Parliament’s Constitutional Law Committee has adopted extreme measures following a suspected leak to the media over government’s social and health care reform.

Eduskuntatalon pylväikkö sisäänkäynnissä
Image: Ismo Pekkarinen / AOP

MPs serving on Parliament’s Constitutional Law Committee have adopted special measures for their deliberations on the government’s social and health care reform programme.

Following suspected leaks to the media about the committee’s work, MPs have unanimously decided to continue their review of the constitutionality of proposed legal reforms by retreating behind locked doors.

The decision on the exceptional measure followed a partial disclosure of the committee’s opinion on the legislation behind the government’s ambitious social and health care reform programme.

Email ban, limited document distribution

Last Thursday, the tabloid daily Ilta-Sanomat wrote that the provision for expansion of the role of the private sector in health and social care would not occur before general elections due next April. The paper said it based its reporting on a draft opinion that it had obtained from the committee.

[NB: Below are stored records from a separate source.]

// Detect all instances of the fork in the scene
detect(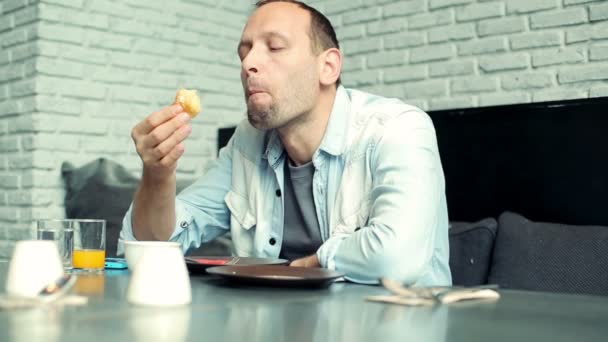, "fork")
[381,278,499,303]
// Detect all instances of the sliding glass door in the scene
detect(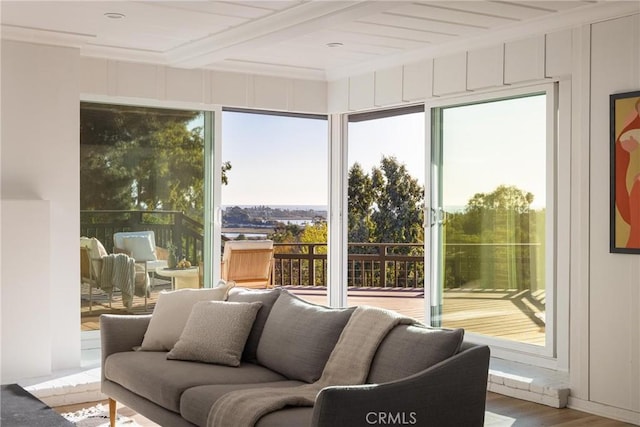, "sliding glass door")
[428,90,553,352]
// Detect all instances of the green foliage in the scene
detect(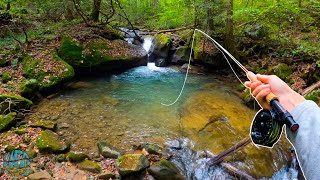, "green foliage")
[2,72,12,83]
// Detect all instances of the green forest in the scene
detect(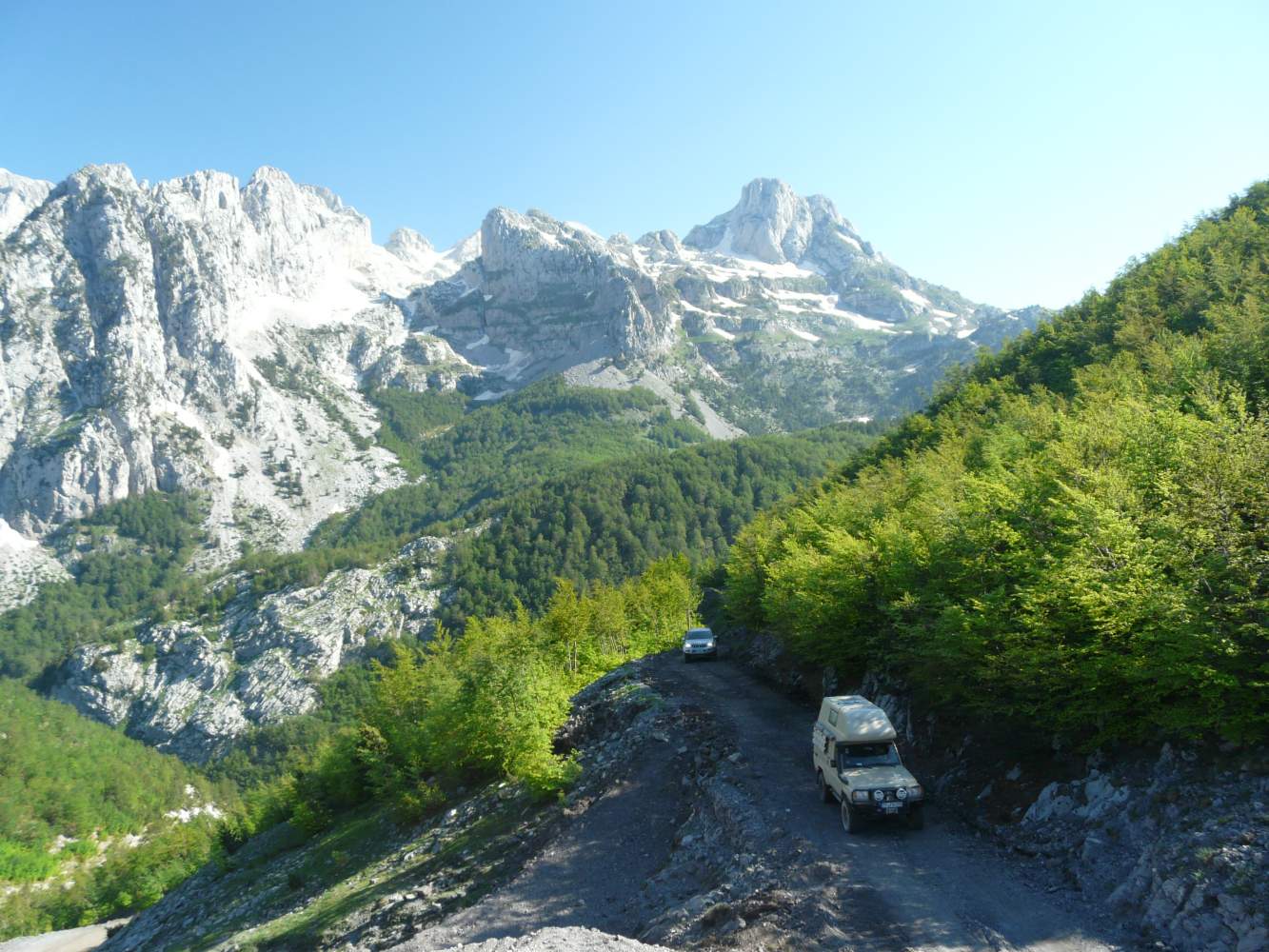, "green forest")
[0,557,699,938]
[0,492,205,681]
[725,184,1269,747]
[0,679,239,940]
[0,186,1269,949]
[443,424,878,625]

Left Alliance MP and committee chair Annika Lapintie said that as a result of the suspected leak, it would no longer use workspaces equipped with electronic tools. She added that in future, documents would only be distributed to MPs present at meetings.

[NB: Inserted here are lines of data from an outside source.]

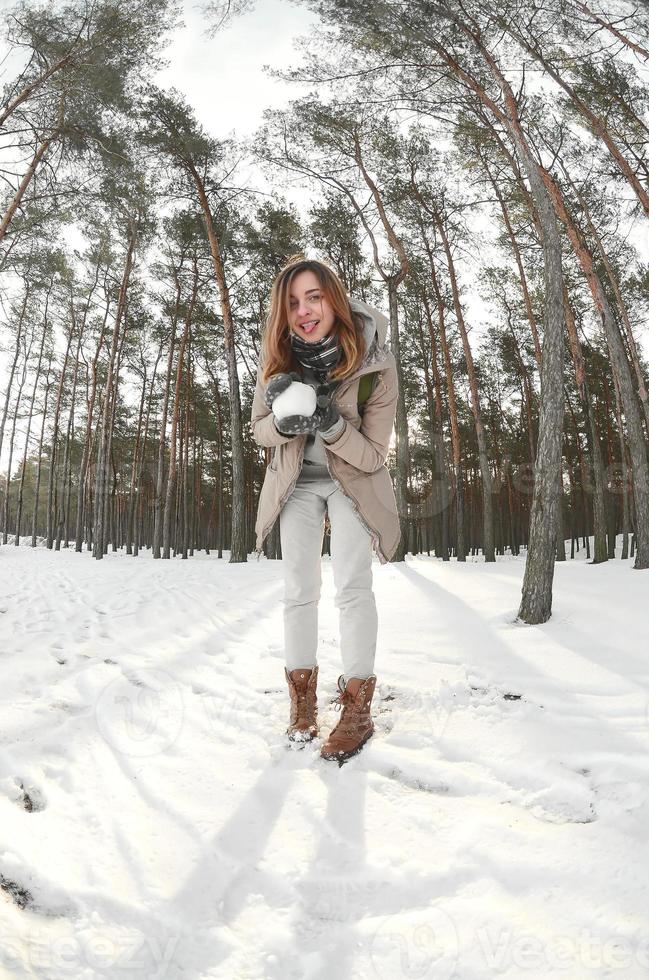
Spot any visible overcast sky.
[157,0,317,137]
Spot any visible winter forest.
[0,0,649,980]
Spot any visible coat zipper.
[255,439,306,561]
[325,449,387,565]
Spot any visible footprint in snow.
[16,779,47,813]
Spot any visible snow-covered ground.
[0,546,649,980]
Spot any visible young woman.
[251,259,401,764]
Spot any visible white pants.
[279,462,378,681]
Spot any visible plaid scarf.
[291,331,342,381]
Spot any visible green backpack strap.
[358,371,379,415]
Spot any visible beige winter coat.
[250,299,401,564]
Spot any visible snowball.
[273,381,317,419]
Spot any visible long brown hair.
[259,256,365,385]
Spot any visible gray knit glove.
[274,408,320,436]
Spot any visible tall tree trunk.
[14,316,47,546]
[190,165,248,562]
[430,208,496,562]
[162,256,198,558]
[93,224,137,561]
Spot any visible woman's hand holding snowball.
[266,371,340,436]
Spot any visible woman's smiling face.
[289,269,336,343]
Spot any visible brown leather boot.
[320,674,376,766]
[284,667,318,742]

The committee also decided that it would keep meeting room doors locked when MPs are not assembled for deliberations and that documents would no longer be shared via email.

According to Lapintie, committee members had been quite upset about the leak and she noted that the committee had never before experienced a breach of such magnitude in its history.

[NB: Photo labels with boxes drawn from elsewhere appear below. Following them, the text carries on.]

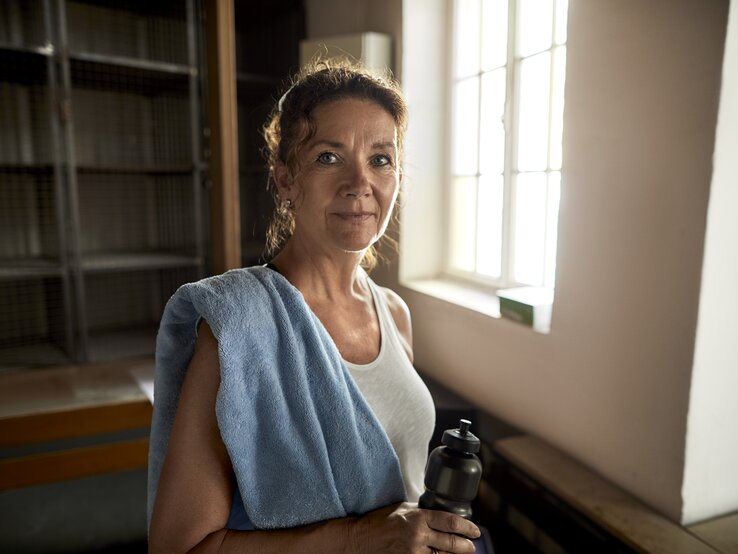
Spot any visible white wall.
[298,0,738,521]
[400,0,728,521]
[682,1,738,523]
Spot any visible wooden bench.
[486,435,738,554]
[0,359,153,491]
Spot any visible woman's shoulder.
[374,283,413,361]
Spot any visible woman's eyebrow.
[308,139,397,150]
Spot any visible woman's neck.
[272,241,365,301]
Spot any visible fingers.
[428,530,474,554]
[423,510,481,539]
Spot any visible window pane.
[516,0,553,58]
[513,173,547,286]
[479,68,507,175]
[454,0,481,78]
[543,171,561,288]
[549,46,566,169]
[449,177,477,271]
[517,52,551,171]
[554,0,569,44]
[451,77,479,175]
[477,175,503,278]
[482,0,507,71]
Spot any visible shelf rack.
[0,0,208,370]
[234,0,305,266]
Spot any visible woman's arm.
[149,322,478,554]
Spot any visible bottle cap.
[441,419,480,454]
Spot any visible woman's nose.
[341,163,372,198]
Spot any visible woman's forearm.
[190,517,367,554]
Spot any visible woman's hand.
[355,502,480,554]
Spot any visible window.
[446,0,568,288]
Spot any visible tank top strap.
[366,275,404,351]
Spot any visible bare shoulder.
[380,287,413,362]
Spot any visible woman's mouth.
[336,212,374,223]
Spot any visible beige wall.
[682,1,738,523]
[305,0,402,74]
[308,0,738,521]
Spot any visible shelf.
[69,52,197,76]
[0,342,70,370]
[88,323,159,362]
[81,252,202,273]
[236,71,282,86]
[0,258,63,280]
[0,162,54,174]
[0,42,54,58]
[76,165,196,175]
[69,52,193,96]
[0,44,49,85]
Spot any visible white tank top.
[344,277,436,502]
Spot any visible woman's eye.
[318,152,338,165]
[372,154,392,167]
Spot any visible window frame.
[441,0,568,291]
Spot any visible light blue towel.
[148,267,405,529]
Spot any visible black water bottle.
[418,419,482,519]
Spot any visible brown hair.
[263,59,407,270]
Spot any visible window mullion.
[500,0,518,286]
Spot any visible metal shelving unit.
[234,0,305,266]
[0,0,207,369]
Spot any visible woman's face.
[281,99,400,252]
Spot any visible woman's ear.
[272,163,293,200]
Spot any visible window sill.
[402,277,501,319]
[402,277,551,335]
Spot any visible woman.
[149,63,479,554]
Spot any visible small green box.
[497,287,553,332]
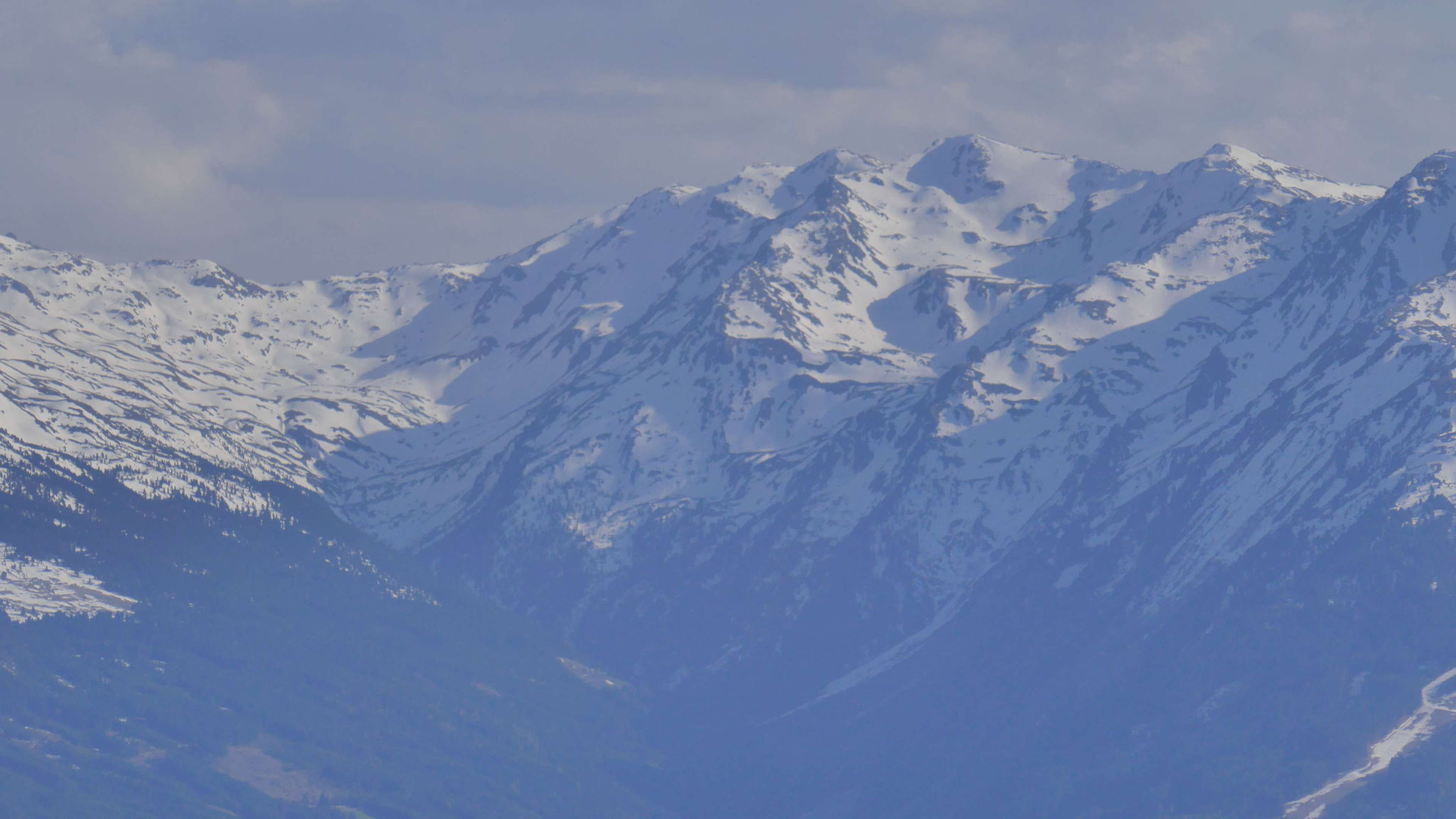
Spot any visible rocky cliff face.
[9,137,1456,815]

Numbers game, a race against the clock

Government is currently racing against time to put its social and health care reform package to the vote in June before Parliament breaks off for its summer recess. The legislative reform package will enable regional elections to establish new administrative structures that will be responsible for delivering social and health care services in future.

On Sunday, Prime Minister Juha Sipilä admitted that the regional elections, originally scheduled for October, are likely to be postponed indefinitely. Speaking during a monthly radio interview, Sipilä however expressed confidence that the reform package would go through.

Meanwhile the National Coalition Party led by Finance Minister Petteri Orpo faces a rebellion in party ranks, with Helsinki Mayor and party heavyweight Jan Vapaavuori pulling no punches in his criticism of the government's plans for new regional administrative bodies to deliver social and health care services.

At the same time, at least two NCP MPs, Elina Lepomäki and Susanna Koski have openly signalled their intention to vote against the reform, effectively whittling away the government's razor-thin majority when it comes time to vote.

Another NCP MP, Harry "Hjallis" Harkimo recently pulled out of the party altogether to form a new political action group, Movement Now (Liike Nyt) and has also indicated that he will not throw his weight behind the reform package.

Political pundits have speculated that a failure to push through the reform could spell the end of the coalition government with less than one year left in its current term in office.